İsbn | : | 9789944370974 |
Yayın Tarihi | : | Ağustos, 2009 |
Dil | : | Türkçe+İngilizce |
Sayfa Sayısı | : | 44 |
Ölçü | : | 16 x 23,5 cm |
Yayınevi | : | İst. Büyükşehir Kültür A.Ş. |
İstiridye gibi asırlardır içindeki inciyi özenle koruyan ve ağyara gözlerini kapatan bir şehirdir İstanbul... Surlar, çetindir; aşılması güçtür, güç gösterisidir... Fiziki surların yanı sıra bir de şehrin anlamını ele vermeyen, gizleyen, mahreme kapatan duvarları vardır İstanbul'un...
Dün, tarihi yarımadayı kuşatan surlar, şehrin savunması amacıyla karadan ve denizden "şehri" kucaklamış ve uzunca bir süre dayanarak, hiçbir maşuka geçit vermemiştir.
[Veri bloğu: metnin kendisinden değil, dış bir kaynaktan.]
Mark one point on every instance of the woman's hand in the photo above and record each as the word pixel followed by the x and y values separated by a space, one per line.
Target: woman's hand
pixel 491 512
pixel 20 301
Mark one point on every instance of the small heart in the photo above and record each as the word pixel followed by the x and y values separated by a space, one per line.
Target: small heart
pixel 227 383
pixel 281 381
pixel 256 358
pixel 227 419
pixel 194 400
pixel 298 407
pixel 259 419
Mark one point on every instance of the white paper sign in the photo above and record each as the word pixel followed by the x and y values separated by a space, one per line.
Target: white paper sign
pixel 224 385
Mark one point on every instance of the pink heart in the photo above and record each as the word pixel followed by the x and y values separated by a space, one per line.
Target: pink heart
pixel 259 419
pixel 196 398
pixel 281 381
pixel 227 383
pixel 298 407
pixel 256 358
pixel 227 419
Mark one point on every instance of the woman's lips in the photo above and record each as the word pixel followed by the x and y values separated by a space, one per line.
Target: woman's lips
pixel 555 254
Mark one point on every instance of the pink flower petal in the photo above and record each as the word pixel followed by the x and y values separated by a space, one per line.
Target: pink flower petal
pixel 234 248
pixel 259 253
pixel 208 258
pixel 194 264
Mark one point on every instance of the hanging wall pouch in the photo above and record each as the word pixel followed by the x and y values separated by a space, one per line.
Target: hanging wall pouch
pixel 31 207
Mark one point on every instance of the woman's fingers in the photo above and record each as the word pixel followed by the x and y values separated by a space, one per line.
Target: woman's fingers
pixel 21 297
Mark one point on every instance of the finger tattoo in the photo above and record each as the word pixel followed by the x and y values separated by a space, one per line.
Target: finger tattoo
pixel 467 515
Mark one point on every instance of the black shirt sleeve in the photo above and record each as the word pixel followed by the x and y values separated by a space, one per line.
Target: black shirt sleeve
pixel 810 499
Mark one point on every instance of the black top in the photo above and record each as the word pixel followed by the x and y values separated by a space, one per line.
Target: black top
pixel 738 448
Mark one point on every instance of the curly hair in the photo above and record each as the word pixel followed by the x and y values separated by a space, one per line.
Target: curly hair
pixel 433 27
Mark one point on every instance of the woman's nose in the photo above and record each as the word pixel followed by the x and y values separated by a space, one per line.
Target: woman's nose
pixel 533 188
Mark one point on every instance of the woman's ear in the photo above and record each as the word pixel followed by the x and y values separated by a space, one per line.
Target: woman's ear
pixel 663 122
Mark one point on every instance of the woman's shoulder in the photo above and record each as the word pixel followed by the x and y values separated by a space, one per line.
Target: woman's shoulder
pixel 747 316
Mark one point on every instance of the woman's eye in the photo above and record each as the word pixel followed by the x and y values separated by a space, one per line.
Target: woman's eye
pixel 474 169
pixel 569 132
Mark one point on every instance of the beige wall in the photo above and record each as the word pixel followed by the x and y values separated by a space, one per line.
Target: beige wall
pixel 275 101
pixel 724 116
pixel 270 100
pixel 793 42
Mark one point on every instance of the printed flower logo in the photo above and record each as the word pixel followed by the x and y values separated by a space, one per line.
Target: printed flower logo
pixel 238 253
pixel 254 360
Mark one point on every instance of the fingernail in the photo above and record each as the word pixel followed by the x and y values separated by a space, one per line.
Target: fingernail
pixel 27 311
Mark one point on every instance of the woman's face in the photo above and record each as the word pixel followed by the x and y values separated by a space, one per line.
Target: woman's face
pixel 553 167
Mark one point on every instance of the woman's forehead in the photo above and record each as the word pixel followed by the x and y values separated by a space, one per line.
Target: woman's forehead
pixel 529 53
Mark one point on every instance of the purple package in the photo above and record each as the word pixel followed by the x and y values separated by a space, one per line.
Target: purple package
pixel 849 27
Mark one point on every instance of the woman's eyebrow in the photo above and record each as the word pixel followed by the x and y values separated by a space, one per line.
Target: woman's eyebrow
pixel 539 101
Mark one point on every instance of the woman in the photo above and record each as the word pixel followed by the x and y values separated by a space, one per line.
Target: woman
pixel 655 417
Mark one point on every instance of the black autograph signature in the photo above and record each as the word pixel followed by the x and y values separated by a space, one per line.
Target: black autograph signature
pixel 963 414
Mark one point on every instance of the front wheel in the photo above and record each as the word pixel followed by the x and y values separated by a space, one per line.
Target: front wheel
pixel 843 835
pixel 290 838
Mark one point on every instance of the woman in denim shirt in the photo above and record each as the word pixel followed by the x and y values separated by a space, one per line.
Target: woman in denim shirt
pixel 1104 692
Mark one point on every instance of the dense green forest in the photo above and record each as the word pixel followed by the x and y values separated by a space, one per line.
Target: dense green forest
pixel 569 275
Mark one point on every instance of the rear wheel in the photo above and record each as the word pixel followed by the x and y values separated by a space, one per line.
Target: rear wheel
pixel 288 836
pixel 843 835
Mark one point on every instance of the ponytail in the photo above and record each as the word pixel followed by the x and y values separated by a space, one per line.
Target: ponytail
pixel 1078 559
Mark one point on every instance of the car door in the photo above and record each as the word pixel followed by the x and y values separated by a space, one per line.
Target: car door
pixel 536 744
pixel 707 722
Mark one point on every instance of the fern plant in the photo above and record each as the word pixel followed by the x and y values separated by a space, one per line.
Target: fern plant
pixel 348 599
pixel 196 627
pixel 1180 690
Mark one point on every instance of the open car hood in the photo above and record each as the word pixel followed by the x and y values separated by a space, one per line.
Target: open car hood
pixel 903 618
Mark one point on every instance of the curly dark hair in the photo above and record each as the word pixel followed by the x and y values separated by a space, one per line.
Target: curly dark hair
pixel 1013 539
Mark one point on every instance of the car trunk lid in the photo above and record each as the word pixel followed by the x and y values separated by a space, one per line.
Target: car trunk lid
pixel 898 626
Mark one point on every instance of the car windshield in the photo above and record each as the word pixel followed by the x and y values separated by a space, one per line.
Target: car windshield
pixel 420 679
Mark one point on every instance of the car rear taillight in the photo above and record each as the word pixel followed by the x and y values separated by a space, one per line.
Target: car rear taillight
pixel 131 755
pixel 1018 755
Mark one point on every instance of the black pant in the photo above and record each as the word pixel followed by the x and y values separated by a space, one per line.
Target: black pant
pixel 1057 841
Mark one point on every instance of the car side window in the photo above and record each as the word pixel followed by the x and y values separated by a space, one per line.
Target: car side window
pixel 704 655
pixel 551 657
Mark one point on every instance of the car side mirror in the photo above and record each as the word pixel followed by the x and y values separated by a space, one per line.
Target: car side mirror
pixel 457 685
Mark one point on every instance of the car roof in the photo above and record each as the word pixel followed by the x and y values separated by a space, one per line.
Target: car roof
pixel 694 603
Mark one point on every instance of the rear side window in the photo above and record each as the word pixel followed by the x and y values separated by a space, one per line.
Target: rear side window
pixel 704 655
Ta ki Fatih Sultan Mehmed gibi şehrin dilinden anlayan ve değerini bilen bir hükümdarın sesini duyana kadar... Belki de bundan ötürüdür, Fatih İstanbul'un fethinin ardından surların yeniden imarı ile yakından ilgilenmiştir.
Çünkü "sur" ne kadar çetinse, "Fetih" o denli büyüktür!..
Bir su şehri olan İstanbul, karadan ve denizden örülen muhkem surlarla, asırlar boyu fetih için gelenlere içini açmamıştır, onlara işve yapmaya devam etmiştir...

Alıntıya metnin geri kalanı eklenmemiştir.